Mais um amigo: este fez o resto da caminhada comigo!
Lameirão: ligeireza e vida!
Fontes Lares: pedras que respiram histórias e estórias
Fontes Lares: nascente
da melhor água da zona
Fontes Lares: a energia da terra emana do barroco "sagrado" ...
... e entregamo-nos à Natureza purificadora!
Adeus Fontes Lares
Vale de Espinho, do Areeiro, 22.11.2011 - Não é um adeus, é só um até breve!
Das Fontes Lares a casa "voei": 3,5 km em meia hora foi uma boa média... :) Tinha feito 17,5 km nesta jornada. À tarde, ainda se formou um "grupo prospector", na demanda de um dos produtos da terra que nesta altura mais abundam: os tartulhos. Para os lados do Vale da Maria, a recolha ainda rendeu ... e vai dar para amanhã levar para Lisboa, já que esta semana no "retiro espiritual" raiano ... terminou.
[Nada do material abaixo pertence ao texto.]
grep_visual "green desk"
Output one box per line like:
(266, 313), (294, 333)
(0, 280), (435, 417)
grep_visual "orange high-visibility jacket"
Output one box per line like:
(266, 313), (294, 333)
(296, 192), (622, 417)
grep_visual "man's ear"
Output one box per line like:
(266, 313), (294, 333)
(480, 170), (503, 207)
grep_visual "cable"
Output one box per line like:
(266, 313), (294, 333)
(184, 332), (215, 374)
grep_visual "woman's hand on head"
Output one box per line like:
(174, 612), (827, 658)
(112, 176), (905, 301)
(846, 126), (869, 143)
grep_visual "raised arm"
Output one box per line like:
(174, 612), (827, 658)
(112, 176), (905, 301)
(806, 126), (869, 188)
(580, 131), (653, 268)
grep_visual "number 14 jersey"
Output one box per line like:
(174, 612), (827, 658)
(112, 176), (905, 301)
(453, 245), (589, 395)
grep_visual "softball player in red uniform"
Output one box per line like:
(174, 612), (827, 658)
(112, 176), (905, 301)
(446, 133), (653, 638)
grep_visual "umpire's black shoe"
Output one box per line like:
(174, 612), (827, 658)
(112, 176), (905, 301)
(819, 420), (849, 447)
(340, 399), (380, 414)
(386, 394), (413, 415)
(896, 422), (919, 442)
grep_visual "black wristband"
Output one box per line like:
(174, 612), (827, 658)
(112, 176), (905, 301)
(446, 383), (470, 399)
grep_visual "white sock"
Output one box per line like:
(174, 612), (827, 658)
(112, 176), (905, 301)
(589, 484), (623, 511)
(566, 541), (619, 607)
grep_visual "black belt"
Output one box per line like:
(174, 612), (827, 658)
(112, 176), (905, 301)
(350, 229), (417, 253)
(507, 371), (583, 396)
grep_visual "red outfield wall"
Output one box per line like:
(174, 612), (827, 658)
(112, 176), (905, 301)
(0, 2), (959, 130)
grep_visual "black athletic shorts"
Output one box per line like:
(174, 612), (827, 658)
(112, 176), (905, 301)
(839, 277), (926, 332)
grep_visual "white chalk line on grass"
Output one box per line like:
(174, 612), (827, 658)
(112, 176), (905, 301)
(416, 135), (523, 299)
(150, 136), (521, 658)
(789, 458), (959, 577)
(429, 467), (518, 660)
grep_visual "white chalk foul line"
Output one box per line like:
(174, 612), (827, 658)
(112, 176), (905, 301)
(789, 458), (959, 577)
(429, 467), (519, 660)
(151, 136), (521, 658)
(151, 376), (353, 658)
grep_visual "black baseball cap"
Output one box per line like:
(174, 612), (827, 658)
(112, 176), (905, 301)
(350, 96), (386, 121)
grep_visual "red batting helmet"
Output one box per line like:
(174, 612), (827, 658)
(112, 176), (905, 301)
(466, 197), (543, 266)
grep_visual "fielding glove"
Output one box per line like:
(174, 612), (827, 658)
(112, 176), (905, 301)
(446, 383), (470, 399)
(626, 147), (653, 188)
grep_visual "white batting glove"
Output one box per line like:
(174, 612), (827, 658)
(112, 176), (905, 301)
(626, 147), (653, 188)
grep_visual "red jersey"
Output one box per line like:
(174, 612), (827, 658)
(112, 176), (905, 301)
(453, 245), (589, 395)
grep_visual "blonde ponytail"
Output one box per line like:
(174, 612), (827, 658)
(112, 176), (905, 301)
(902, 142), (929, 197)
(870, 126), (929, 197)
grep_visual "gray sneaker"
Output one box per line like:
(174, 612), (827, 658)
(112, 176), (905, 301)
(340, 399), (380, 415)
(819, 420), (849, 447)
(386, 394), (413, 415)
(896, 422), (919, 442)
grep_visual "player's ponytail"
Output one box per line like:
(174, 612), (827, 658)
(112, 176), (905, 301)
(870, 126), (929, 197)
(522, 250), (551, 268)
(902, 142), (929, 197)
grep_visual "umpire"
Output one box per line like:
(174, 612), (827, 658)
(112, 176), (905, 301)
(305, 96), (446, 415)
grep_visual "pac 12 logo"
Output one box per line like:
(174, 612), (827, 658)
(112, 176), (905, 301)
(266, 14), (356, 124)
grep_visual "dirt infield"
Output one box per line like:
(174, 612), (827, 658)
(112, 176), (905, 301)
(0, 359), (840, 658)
Ver o álbum de fotos completo
As duas caminhadas principais desta semana raiana

1 comentário:

White Angel disse...

Olá Zé,

Parabéns pelo texto, pelas fotos e pelo percurso. De repente até eu tive vontade de conhecer esse reino sagrado, essas ruínas e as historias que elas contem.

Beijinho e continuação de boas caminhadas.